Speaking to J.P. Morgan analysts recently, Cisco CFO Scott Herren explained that Cisco had to make an attitude adjustment to win over the hyperscalers. “If you go back to the original buildout of the big compute and storage infrastructure a decade, Cisco had the mindset of, ‘No one knows more about networking than we do, so buy what’s on the truck.’ And the hyperscalers said, ‘That’s not the way this is going to work. We’ve got our own designs. We’ve got our own architecture.’ So, we missed that initial wave of buildout.”
Cisco went back to the drawing board, acquired Leaba Semiconductor, started building its own chipsets, and racking up design wins from the hyperscalers for specific items like its 51.2 Tb/sec G200 Silicon One switch ASIC.

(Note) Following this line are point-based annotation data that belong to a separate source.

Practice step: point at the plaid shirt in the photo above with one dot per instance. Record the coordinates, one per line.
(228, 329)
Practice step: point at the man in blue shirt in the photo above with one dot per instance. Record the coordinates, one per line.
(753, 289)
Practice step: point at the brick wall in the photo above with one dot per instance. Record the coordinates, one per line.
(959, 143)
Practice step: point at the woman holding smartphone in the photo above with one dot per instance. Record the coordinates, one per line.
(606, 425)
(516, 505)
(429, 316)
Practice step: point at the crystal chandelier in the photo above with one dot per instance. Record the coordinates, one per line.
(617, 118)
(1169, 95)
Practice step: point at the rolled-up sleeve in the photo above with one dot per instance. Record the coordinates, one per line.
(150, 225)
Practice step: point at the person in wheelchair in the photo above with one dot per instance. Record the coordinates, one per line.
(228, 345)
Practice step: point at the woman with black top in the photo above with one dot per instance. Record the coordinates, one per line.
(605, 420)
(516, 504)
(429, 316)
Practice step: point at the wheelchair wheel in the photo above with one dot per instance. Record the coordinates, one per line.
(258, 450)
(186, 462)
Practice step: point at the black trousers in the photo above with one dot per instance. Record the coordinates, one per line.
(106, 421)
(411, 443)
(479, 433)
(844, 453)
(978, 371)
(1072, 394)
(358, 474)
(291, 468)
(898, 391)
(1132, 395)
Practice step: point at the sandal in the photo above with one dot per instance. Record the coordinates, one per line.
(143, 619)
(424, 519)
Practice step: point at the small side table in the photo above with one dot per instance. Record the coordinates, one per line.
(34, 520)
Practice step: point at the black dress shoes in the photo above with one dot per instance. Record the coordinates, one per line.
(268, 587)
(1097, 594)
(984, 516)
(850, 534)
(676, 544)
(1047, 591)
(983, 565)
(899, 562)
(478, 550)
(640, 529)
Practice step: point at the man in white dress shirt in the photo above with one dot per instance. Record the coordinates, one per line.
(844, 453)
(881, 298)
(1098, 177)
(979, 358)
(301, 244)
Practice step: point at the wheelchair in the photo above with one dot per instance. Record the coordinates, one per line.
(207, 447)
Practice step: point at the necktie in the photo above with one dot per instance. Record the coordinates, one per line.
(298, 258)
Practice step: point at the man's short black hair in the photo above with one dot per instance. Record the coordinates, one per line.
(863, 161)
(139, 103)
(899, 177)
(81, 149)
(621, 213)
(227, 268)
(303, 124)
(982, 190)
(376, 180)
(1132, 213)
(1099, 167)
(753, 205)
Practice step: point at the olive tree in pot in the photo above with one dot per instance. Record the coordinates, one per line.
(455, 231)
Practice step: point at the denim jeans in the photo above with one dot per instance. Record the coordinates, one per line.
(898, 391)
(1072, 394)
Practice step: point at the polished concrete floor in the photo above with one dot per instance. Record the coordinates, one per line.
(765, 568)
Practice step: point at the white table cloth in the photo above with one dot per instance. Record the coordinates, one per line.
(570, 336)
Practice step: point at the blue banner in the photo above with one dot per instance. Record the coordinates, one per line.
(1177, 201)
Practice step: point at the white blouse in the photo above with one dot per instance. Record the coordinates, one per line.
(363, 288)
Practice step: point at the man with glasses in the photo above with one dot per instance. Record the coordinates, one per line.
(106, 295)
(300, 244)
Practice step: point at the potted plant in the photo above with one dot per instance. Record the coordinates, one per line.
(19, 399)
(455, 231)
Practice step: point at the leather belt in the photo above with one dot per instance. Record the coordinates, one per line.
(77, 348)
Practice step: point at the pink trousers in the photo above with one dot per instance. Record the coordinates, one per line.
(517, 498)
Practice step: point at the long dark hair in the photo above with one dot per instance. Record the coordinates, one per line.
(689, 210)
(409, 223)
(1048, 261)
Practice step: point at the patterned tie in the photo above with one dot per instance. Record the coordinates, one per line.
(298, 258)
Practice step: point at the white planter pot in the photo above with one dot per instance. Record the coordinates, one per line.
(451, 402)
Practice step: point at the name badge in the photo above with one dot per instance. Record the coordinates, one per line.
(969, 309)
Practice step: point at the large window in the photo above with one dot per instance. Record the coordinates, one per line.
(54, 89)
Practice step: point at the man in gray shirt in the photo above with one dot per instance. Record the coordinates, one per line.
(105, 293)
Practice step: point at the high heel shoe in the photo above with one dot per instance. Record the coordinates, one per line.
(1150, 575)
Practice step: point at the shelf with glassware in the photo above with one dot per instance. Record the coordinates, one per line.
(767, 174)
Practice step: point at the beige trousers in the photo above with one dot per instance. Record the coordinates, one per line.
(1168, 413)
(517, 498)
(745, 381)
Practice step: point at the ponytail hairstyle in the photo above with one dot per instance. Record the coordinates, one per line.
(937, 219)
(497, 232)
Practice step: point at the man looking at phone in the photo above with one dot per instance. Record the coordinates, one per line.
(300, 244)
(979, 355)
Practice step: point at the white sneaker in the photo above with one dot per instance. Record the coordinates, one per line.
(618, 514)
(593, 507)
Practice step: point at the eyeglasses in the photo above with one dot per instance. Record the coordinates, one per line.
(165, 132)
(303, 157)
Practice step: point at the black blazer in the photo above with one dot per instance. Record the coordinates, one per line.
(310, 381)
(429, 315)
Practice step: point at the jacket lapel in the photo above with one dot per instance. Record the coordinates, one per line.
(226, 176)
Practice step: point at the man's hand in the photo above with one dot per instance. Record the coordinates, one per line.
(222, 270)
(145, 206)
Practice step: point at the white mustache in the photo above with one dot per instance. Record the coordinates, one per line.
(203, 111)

“We went back to the hyperscalers and said, ‘Look, we’ll meet you where you are.’ And that’s what led to pretty rapid growth within our service provider business.” Herren adds, “We are far better positioned to catch the initial wave and then, obviously, the subsequent waves of the buildout of the AI infrastructure than we were when the initial compute infrastructure got built out.”
According to Forest, the opportunities for Cisco are laid out in front of them—in security, SASE, observability, data analytics, AIOps, and genAI. He said Robbins and his team (which now includes former Splunk CEO Gary Steele as Cisco’s President, Go-to-Market) “are trying to be aggressive and to expand to other areas that are adjacent and relevant to their core business. They’re trying to change the dynamics of the company.”